As expected, the agreement includes a significant volume of Chinese imports from the United States. With a total value of up to 200,000 million dollars, which includes energy, agriculture, manufacturing and services, this commitment means doubling American exports to China, which will undoubtedly mean a reduction of European exports to China in the sectors in which we compete more with the US, such as car components, airplane components, as well as chemicals.
In other words, the trade agreement between the US and China should not be read so positively in Europe, especially in Germany, which concentrates the majority of European exports to China.
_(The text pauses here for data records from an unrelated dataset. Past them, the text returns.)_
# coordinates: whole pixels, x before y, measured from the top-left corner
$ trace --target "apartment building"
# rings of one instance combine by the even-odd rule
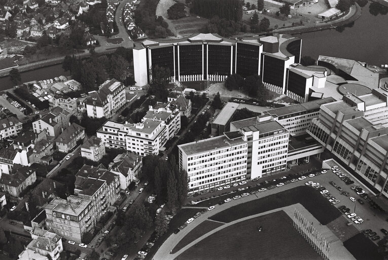
[[[142,167],[142,156],[131,152],[119,154],[109,165],[110,171],[120,178],[121,189],[126,189],[132,181],[138,180]]]
[[[23,124],[13,116],[0,120],[0,140],[11,136],[16,136],[23,129]]]
[[[290,135],[298,136],[305,133],[312,119],[318,117],[321,105],[334,101],[333,98],[326,98],[267,110],[262,112],[262,115],[270,115],[273,120],[284,126]],[[231,128],[231,131],[234,130]]]
[[[344,96],[323,105],[307,132],[354,171],[376,193],[388,197],[388,91]]]
[[[0,190],[11,196],[18,197],[20,192],[37,180],[34,171],[28,167],[20,167],[9,174],[3,174],[0,177]]]
[[[97,131],[97,137],[106,147],[126,149],[146,156],[158,154],[180,128],[179,109],[161,103],[150,107],[141,123],[122,124],[107,121]]]
[[[108,80],[98,90],[89,92],[85,101],[86,112],[93,118],[110,118],[125,102],[125,86],[115,79]]]
[[[189,193],[285,171],[289,133],[269,117],[234,122],[236,131],[178,146]]]
[[[70,195],[56,198],[45,208],[47,228],[67,240],[81,243],[82,235],[97,223],[95,209],[90,200]]]
[[[81,146],[81,156],[94,161],[98,161],[105,155],[105,144],[100,138],[92,136]]]

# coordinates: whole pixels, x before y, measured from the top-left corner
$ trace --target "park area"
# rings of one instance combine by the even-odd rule
[[[262,226],[261,232],[258,226]],[[286,243],[285,243],[286,242]],[[241,221],[205,238],[179,259],[322,259],[279,211]]]

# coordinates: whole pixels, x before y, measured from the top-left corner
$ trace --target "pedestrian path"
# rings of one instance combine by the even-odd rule
[[[342,242],[360,233],[352,224],[347,225],[347,219],[343,216],[340,216],[327,225]]]

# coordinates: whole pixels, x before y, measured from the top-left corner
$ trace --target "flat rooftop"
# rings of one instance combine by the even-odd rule
[[[191,155],[229,147],[231,145],[237,144],[244,142],[242,138],[229,140],[226,136],[221,136],[179,145],[178,147],[182,149],[187,155]]]

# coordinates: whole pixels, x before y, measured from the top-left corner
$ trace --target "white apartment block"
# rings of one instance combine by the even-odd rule
[[[179,165],[190,178],[189,193],[286,170],[289,133],[276,121],[234,122],[236,131],[181,145]]]
[[[98,90],[89,92],[85,102],[86,112],[93,118],[110,118],[125,102],[125,86],[115,79],[107,80]]]
[[[125,149],[141,156],[158,154],[169,139],[181,129],[179,110],[150,110],[141,123],[107,121],[97,132],[105,147]]]
[[[11,116],[0,120],[0,140],[16,136],[23,129],[23,124],[16,117]]]

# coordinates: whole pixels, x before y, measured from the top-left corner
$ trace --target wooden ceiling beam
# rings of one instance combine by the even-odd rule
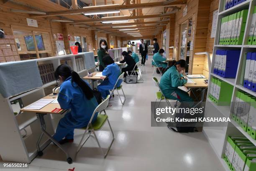
[[[153,14],[150,15],[140,15],[140,16],[120,16],[118,17],[110,17],[107,18],[97,18],[93,19],[89,19],[89,20],[77,20],[74,21],[72,24],[78,24],[80,23],[92,23],[92,22],[100,22],[102,21],[116,21],[119,20],[136,20],[138,19],[142,18],[156,18],[159,17],[170,17],[169,16],[162,16],[162,14]]]
[[[167,24],[168,23],[168,21],[148,21],[148,22],[141,22],[141,23],[124,23],[123,24],[101,24],[100,25],[96,25],[93,26],[83,26],[82,25],[78,25],[78,24],[73,24],[73,25],[77,27],[80,27],[81,28],[101,28],[101,27],[115,27],[115,26],[130,26],[130,25],[143,25],[144,24]]]
[[[167,1],[166,1],[167,2]],[[110,11],[114,10],[132,10],[137,8],[146,8],[161,6],[177,6],[185,4],[186,2],[171,2],[164,4],[166,2],[143,3],[135,4],[127,4],[123,5],[114,5],[111,6],[92,6],[84,8],[77,9],[61,11],[50,11],[46,15],[31,15],[33,17],[44,17],[56,15],[64,15],[71,14],[79,14],[85,13],[97,12],[100,11]]]

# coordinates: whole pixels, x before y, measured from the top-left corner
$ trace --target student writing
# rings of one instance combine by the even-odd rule
[[[61,83],[58,102],[61,109],[70,109],[59,120],[54,136],[63,144],[73,141],[75,128],[87,126],[98,103],[88,82],[67,65],[59,66],[55,76]],[[94,115],[92,123],[97,120],[97,113]]]
[[[105,80],[100,83],[100,84],[98,86],[97,89],[100,92],[102,97],[105,99],[107,96],[110,94],[109,90],[113,89],[121,72],[118,66],[115,63],[113,59],[110,56],[104,56],[102,61],[107,66],[102,72],[102,74],[107,76],[108,79]],[[116,84],[117,87],[120,87],[121,82],[121,79],[118,80]]]

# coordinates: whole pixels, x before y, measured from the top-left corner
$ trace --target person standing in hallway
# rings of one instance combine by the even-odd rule
[[[104,64],[102,59],[103,57],[109,54],[108,49],[108,44],[107,41],[104,39],[101,39],[100,41],[100,50],[98,51],[98,59],[99,59],[100,66],[99,66],[99,71],[100,72],[102,71],[106,66]]]
[[[157,43],[157,39],[156,38],[155,38],[153,39],[153,42],[154,43],[154,50],[153,51],[153,55],[158,52],[158,51],[159,51],[159,45],[158,44],[158,43]]]
[[[141,39],[141,44],[140,45],[139,53],[141,55],[141,65],[145,65],[145,62],[146,60],[146,56],[148,54],[148,46],[147,43],[144,43],[143,39]]]

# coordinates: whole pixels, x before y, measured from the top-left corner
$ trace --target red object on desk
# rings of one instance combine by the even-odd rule
[[[61,110],[62,110],[62,109],[56,107],[56,108],[52,110],[51,112],[54,113],[58,113]]]

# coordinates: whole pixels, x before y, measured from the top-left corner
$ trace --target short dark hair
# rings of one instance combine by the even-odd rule
[[[100,48],[102,48],[101,45],[102,41],[104,42],[104,44],[105,44],[105,45],[106,46],[106,48],[105,48],[105,49],[107,51],[108,51],[108,43],[107,43],[107,41],[106,41],[106,40],[105,39],[101,39],[100,41]]]
[[[128,53],[126,51],[123,51],[123,52],[122,52],[122,55],[124,56],[127,56],[128,54]]]
[[[159,53],[160,54],[162,54],[164,52],[164,50],[162,48],[161,48],[159,50]]]
[[[103,62],[104,65],[106,66],[115,62],[112,58],[109,55],[104,56],[102,59],[102,61]]]
[[[75,43],[75,45],[76,46],[77,45],[78,47],[81,47],[81,45],[80,45],[80,43],[78,41]]]

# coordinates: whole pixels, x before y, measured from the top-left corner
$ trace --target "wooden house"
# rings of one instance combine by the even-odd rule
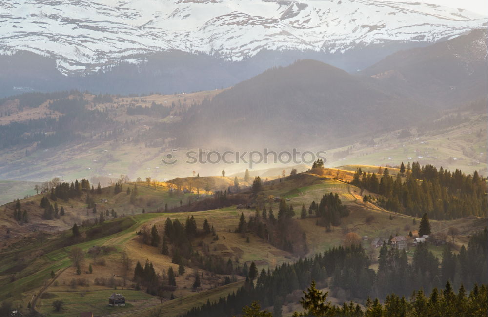
[[[122,294],[113,293],[108,297],[108,305],[113,306],[125,306],[125,297]]]

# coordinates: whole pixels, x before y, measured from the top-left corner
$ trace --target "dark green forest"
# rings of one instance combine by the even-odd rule
[[[406,168],[402,165],[395,180],[386,168],[379,179],[376,173],[359,169],[351,183],[381,195],[378,199],[381,206],[406,215],[421,217],[427,213],[429,218],[439,220],[471,215],[487,217],[487,180],[477,172],[467,175],[459,169],[451,173],[441,167],[438,171],[418,162],[411,168],[409,162]]]
[[[416,248],[411,262],[407,261],[405,250],[384,246],[380,252],[377,273],[369,268],[369,258],[360,245],[334,247],[294,264],[284,263],[272,271],[263,269],[255,278],[248,273],[245,284],[237,292],[217,302],[207,302],[194,308],[183,316],[232,316],[254,301],[259,301],[264,307],[281,307],[287,295],[296,289],[305,289],[312,281],[321,287],[328,286],[333,295],[342,294],[346,300],[354,300],[366,307],[366,312],[359,310],[354,314],[348,310],[347,314],[341,314],[338,311],[339,316],[381,316],[378,312],[382,311],[380,308],[394,313],[386,316],[407,316],[407,311],[426,307],[429,303],[437,305],[438,313],[420,316],[447,316],[441,313],[441,308],[447,309],[444,306],[448,303],[442,303],[442,297],[454,296],[452,288],[460,290],[457,298],[460,298],[462,305],[458,309],[463,312],[470,309],[479,312],[481,306],[482,311],[486,311],[486,286],[480,287],[476,283],[486,284],[488,281],[487,239],[485,229],[473,235],[468,248],[463,247],[459,255],[447,249],[440,261],[424,245]],[[446,286],[448,282],[449,287]],[[445,287],[444,291],[439,291],[439,288]],[[471,291],[468,298],[467,289]],[[428,297],[424,295],[429,293]],[[405,299],[408,297],[409,302]],[[371,301],[371,298],[386,298],[385,306],[377,300]],[[484,303],[480,300],[482,298]],[[355,305],[351,307],[356,310]],[[425,311],[430,312],[428,309]],[[368,315],[369,310],[377,312]]]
Additionally, in order for the trade agreement to be considered positively in Europe, it should have opened the door to major reforms in the Chinese productive sector, increasing China's growth potential, which has been declining for years.
Although the agreement reached includes two chapters on intellectual property protection and technology transfer, with measures aimed at reducing the cost of initiating an intellectual property investigation, the reality is that it does not include any reform of the Chinese productive system and, in especially, a reform of the enormous weight of the public sector in the production of goods and services in China.
The agreement, which is only interim, has been oversold by both parties and probably will not last. The differences between the two powers remain enormous, so the geopolitical risk remains intact. Most likely, this risk becomes a reality in the Middle East, and in particular Iran, given the enormous investment that China has made in this country and the risk that the US will continue trying to isolate it by putting pressure on China to disinvest in Iran.
Investors should realise that what they have been living in a fairy tale since early December, and not the geopolitical reality in which we find ourselves.